Claudia estaba furiosa, otra vez su amiga, Laia, la había dejado tirada por un tío. No sabía si estaba enfadada con su amiga o con ella misma, por confiar en los planes que hacían juntas.

Y pensar que había rechazado una superfiesta de Castaween por estar con Laia.

Llamó a sus amigos para saber el lugar de la fiesta y si había sitio para ella.

Al otro lado del teléfono, una voz que no conocía, le susurró: —Hay sitio para uno más.

Un escalofrío recorrió su espalda. ¿Quién había respondido la llamada? Paula no tenía esa voz de ultratumba.

Contenta porque iba a ver a sus amigas de la UNI y al macizorro del amigo americano, quien recordaba a los «Strippers» del calendario de los bomberos.

Decidió comer algo y tumbarse un rato para estar fresca y descansada en la noche.

Un ruido estridente la despertó, oyó el claxon de un coche llamar impertinentemente. Se levantó y asomó la cabeza por la ventana que daba al exterior. En la calle, una vanette blanca con el anagrama de la funeraria Mémora, con varias personas sentadas en su interior, miraban hacia donde ella estaba.

Vio claramente el rostro espeluznante del conductor. Le recordó a Cristopher Lee en el papel de Drácula. Al verla le dijo: —Hay sitio para uno más.

De un salto se retiró del ventanal y algo aturdida regresó a la cama. La alarma del iPhone 14 la despertó.



Se maquilló siguiendo las instrucciones de un video de YouTube que iba de Morticia Addams. Tenía un cierto parecido a Angélica Houston de joven.

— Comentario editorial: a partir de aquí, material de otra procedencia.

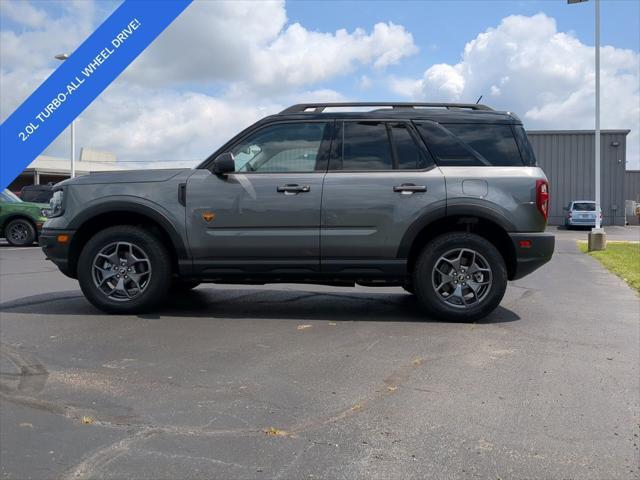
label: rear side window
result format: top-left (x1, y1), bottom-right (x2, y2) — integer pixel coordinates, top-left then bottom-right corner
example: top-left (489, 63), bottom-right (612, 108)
top-left (416, 122), bottom-right (487, 167)
top-left (418, 123), bottom-right (524, 167)
top-left (444, 124), bottom-right (522, 167)
top-left (513, 125), bottom-right (538, 167)
top-left (342, 122), bottom-right (393, 170)
top-left (572, 202), bottom-right (596, 212)
top-left (391, 124), bottom-right (428, 170)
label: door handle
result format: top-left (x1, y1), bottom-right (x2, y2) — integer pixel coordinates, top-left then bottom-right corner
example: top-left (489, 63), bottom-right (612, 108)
top-left (393, 183), bottom-right (427, 195)
top-left (277, 183), bottom-right (311, 195)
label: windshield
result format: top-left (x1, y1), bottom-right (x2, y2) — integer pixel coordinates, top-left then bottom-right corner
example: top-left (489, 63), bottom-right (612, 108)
top-left (573, 202), bottom-right (596, 212)
top-left (0, 188), bottom-right (22, 203)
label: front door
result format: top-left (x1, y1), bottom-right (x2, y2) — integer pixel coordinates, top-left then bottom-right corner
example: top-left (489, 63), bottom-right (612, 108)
top-left (320, 121), bottom-right (446, 277)
top-left (186, 122), bottom-right (333, 277)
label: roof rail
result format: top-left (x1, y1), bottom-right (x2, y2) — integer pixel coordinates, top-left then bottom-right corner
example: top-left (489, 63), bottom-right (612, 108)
top-left (280, 102), bottom-right (493, 115)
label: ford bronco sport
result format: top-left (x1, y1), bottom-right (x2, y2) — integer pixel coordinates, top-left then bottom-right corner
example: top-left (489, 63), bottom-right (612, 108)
top-left (40, 103), bottom-right (554, 321)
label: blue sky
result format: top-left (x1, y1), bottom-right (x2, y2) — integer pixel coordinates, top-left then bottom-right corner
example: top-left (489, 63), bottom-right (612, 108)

El vestido le sentaba como un guante y la peluca de pelo natural que había alquilado, le daba el toque sensual que deseaba.

Cogió el bolso que imitaba una tela de araña y, guardó en su interior sus llaves de casa, las del coche, el bolso de maquillaje de retoques y tarjetas de crédito.

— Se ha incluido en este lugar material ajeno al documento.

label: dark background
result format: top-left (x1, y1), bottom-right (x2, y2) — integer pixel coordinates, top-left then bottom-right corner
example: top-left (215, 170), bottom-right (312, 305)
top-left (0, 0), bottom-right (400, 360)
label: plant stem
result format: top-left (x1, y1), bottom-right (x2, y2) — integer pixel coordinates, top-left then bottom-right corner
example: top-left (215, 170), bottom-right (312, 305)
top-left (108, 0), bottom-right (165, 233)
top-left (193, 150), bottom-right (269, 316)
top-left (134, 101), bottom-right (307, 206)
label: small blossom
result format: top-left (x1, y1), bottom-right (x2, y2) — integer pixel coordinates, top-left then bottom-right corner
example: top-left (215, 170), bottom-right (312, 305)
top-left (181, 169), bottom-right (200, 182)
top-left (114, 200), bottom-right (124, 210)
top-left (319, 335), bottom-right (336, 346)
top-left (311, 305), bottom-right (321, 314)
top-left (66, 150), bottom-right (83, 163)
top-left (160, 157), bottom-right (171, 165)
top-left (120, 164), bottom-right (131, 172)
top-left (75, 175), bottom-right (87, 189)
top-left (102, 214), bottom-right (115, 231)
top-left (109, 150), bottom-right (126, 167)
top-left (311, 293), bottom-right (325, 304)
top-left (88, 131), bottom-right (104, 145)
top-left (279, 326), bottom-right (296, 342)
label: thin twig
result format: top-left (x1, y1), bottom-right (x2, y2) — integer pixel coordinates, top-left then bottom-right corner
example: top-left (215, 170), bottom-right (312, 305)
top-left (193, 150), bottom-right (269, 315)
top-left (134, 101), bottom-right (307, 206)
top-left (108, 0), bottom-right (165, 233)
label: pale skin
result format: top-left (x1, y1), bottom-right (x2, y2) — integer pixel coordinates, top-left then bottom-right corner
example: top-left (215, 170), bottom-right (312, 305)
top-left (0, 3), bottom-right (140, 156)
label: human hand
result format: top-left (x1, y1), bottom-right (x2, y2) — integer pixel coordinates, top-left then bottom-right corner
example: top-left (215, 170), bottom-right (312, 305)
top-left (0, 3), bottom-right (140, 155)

Iba a guardar su bolso, cuando recordó lo vivido.  Envió un WhatsApp a su amiga Paula.


«Holi!! Guapi»

«¿Quién te ha cogido el móvil? ¿Te ha dicho que vengo a tu fiesta?»

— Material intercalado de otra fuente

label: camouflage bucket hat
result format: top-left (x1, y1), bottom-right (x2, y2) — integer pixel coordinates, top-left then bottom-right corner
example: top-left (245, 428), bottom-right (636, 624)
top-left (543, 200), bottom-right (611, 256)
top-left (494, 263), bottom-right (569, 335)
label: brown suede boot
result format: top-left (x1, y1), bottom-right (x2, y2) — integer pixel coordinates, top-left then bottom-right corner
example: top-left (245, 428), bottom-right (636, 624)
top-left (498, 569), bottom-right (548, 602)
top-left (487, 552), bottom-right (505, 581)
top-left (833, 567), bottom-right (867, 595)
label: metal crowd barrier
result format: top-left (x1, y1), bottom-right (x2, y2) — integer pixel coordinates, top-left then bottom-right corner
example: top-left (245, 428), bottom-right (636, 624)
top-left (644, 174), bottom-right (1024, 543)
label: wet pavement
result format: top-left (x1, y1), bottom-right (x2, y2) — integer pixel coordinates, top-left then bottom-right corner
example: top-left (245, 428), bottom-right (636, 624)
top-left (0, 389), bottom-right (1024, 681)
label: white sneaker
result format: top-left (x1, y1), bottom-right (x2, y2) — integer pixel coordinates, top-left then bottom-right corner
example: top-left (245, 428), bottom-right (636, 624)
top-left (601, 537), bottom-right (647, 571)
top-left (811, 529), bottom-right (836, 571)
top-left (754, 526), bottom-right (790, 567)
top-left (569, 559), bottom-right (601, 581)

Al instante, Paula respondió.

«¡Chupi! Vienes, qué bien».

«¿Quién tenía que decirme que venías?»

«No tengo ningún mensaje tuyo».


Claudia no le dio más importancia, la había llamado al teléfono. Habría respondido algún bromista que estaría ayudando a montar todo.

Se cubrió con la capa de terciopelo negro, repintó sus labios de color negro y se miró complacida en el espejo del recibidor antes de salir.

El edificio de la Torre Puig, donde vivía en la plaza de Europa, era un hervidero de gente que entraba y salía.

Cuando llamó al ascensor, se cargó de paciencia porque vivía en el piso veinte de los veintidós que tenía el rascacielos.

El ascensor pasó de largo y paró a recoger a otro grupo de personas después de soltar en el piso veintidós a otro panda de amigos. Se impacientó al escuchar el murmullo de los que entraban en el ascensor; debían ser muchos, por lo que tardaban en llenarlo.

Pensó para sí «Solo faltaría que vaya tan lleno que tenga que esperar a otro ascensor».

Los otros cuatro ascensores también estaban colapsados.

El ascensor paró en su rellano —¡por fin!— pensó.

Al abrirse las puertas, vio el rostro del conductor que había creído soñar frente a ella, junto a un grupo de desconocidos. Los mismos que iban en la vanette.

Este le sonrió diciéndole: —Hay sitio para uno más.

No entró, presa del pánico. El ascensor cerró las puertas. Instantes después oyó los gritos y el ruido del ascensor chocando contra el sótano. Se había roto la seguridad de las poleas y había caído desplomándose.